@ElisUKIT wrote:
For the failover between the two controllers was done by unplugging the LMS from the network, which failed all APs to the BackupLMS without any issue. This is not what I am questioning. GOOD
There is no direct link between the LMS and Backup LMS, as we are moving to Layer 3 across 2 sites GOOD
When the AP was connected to the BackupLMS as were another 184 across the country, it then had its Ethernet cable pulled and put back in. This is when it hung. The 184 had no issues, as they did not need to discover the controller.
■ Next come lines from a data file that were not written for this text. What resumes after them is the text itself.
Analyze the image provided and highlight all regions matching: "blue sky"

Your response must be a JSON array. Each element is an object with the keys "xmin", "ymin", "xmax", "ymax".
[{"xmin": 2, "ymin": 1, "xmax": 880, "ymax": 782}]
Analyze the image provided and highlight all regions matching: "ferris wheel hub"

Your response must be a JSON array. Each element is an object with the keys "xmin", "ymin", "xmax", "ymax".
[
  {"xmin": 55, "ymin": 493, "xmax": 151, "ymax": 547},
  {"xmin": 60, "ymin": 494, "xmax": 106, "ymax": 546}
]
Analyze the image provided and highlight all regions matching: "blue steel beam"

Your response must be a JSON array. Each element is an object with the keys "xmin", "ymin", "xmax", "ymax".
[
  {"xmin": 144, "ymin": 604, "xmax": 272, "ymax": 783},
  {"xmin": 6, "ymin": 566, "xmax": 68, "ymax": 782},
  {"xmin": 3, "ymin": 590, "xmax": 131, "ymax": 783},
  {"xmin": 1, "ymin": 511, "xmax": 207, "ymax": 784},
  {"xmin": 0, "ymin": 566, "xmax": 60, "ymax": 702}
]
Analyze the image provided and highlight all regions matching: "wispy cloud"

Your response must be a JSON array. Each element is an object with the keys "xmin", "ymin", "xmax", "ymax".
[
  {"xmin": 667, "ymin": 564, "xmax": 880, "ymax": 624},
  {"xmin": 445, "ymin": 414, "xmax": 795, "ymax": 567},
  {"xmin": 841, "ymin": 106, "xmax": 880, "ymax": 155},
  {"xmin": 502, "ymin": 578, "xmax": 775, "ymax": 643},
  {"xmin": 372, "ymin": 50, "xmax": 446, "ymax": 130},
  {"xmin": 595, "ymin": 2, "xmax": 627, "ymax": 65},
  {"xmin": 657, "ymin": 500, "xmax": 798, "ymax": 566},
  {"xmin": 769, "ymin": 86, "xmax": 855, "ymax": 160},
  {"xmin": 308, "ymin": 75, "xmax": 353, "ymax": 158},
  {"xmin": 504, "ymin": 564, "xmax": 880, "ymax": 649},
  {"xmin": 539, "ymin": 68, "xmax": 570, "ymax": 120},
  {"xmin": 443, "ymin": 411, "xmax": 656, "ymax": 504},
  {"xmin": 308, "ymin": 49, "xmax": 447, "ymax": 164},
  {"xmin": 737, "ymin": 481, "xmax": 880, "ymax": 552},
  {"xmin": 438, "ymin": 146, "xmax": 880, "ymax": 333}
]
"it then had its Ethernet cable pulled and put back in. This is when it hung" - Are you saying that the AP had its ethernet cable pulled and plugged back in? If that is the case, the AP completely power cycles and starts the master disvoery (aruba-master) all over again. It does not move to the second controller, because the lms-ip and backup lms is not saved across reboots. If you want cold-boot discovery, you should put two ip addresses into the a-record for aruba-master, so it can discover both ip addresses. Here is how that would work:
AP boots up cold, resolves aruba-master.domain.com and receives two ip addresses, OR if your DNS is configured to do round-robin, it sends one ip address upon first resolution and then a different ip address on a second resolution (turning off round robin on your DNS server would offer the best performance). If the AP receives two ip addresses, it will attempt to reach the first ip address and then attempt to reach the second if the first controller doesn't respond. If it reaches the backup controller, it will receive its lms-ip and backup lms-ip. It will then attempt to reach the first controller that is down, and if it doesn't answer (because it is down), it will then attempt to reach the second controller.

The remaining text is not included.